One of the things missing in the report for Murphy was that tangible benefits were not addressed in the report. Tangible benefits are cash which is required of a company that purchases another broadcasting entity, which then goes to improve the broadcasting system as a whole – for example, by allowing public interest groups to participate in CRTC hearings.
Murphy said it doesn’t make sense to have tangible benefits when “Netflix is the biggest broadcaster in any given day of the week.” He also expressed concern that the CRTC’s over-decade-old policy on “diversity of voices,” which limits broadcast acquisitions to a certain percentage of the national audience on linear TV, was not addressed in the report.
Now that the report is out – almost exactly a year after the panel received submissions – Murphy believes the “hard work starts now.
“It’s what is the government prepared to do, what does the legislation look like, how quickly can we bring it to the floor,” Murphy said, “and all of us are going to be talking to the government now about which parts of the report we think are doable/workable, which parts of the report we think needs a lot more thinking through…we’re not going to be able to do 97 things. So we need to really hone down and address what the priority things are and then through another filter, what is actually doable.

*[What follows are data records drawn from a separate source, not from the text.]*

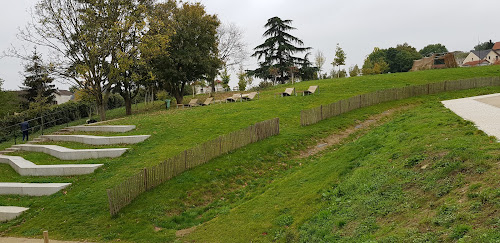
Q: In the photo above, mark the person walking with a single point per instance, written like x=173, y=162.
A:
x=25, y=128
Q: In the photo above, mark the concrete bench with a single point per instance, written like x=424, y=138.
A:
x=31, y=189
x=97, y=140
x=72, y=154
x=9, y=212
x=27, y=168
x=118, y=128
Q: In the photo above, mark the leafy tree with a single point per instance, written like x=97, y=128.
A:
x=375, y=62
x=306, y=69
x=484, y=46
x=187, y=40
x=400, y=58
x=394, y=59
x=319, y=60
x=243, y=80
x=354, y=71
x=278, y=50
x=274, y=72
x=128, y=69
x=339, y=58
x=38, y=88
x=84, y=37
x=433, y=48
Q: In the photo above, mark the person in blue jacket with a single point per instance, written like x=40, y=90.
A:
x=25, y=128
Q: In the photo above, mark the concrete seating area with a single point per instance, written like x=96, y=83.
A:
x=27, y=168
x=97, y=140
x=31, y=189
x=72, y=154
x=120, y=128
x=9, y=212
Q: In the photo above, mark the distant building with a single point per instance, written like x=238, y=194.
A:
x=63, y=96
x=483, y=57
x=436, y=61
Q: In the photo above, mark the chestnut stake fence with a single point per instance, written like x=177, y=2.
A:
x=316, y=114
x=124, y=193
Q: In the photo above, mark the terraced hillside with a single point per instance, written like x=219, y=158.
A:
x=416, y=172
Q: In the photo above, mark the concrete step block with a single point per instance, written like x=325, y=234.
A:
x=97, y=140
x=73, y=154
x=27, y=168
x=10, y=212
x=31, y=189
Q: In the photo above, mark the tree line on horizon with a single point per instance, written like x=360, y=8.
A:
x=124, y=47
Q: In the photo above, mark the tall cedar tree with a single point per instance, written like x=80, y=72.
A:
x=190, y=53
x=37, y=83
x=278, y=50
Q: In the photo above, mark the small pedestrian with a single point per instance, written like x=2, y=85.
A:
x=25, y=128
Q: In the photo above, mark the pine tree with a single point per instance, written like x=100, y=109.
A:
x=277, y=50
x=38, y=88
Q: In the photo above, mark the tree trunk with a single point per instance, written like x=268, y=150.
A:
x=128, y=105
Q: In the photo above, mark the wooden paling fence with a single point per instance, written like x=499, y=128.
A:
x=316, y=114
x=124, y=193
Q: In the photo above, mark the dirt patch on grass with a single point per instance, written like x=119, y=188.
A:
x=184, y=232
x=337, y=138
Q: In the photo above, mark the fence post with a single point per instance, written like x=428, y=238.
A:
x=145, y=171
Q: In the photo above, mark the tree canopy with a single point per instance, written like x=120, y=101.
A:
x=433, y=48
x=278, y=51
x=185, y=38
x=394, y=59
x=38, y=88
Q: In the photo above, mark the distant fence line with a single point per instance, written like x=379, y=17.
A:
x=124, y=193
x=316, y=114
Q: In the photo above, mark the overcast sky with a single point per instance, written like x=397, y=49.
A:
x=357, y=25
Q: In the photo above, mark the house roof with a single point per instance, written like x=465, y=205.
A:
x=496, y=46
x=475, y=63
x=64, y=92
x=482, y=54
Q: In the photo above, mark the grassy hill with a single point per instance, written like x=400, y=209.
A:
x=420, y=173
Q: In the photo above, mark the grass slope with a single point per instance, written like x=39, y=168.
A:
x=425, y=175
x=211, y=190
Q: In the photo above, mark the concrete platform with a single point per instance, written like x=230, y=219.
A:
x=119, y=128
x=9, y=213
x=482, y=110
x=31, y=189
x=73, y=154
x=97, y=140
x=27, y=168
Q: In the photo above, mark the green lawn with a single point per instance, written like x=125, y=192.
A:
x=240, y=180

“So I think we have to boil down and work in concert with the broadcasters, producers, industry stakeholders, the government – not just Heritage, should be ISED, should be finance as well – and we have to move very quickly to bring forward an impactful, easy to understand, easy to implement, sea change of the existing regulatory bargain and it’s got to be done with precision and alignment with the stakeholders and quickly.”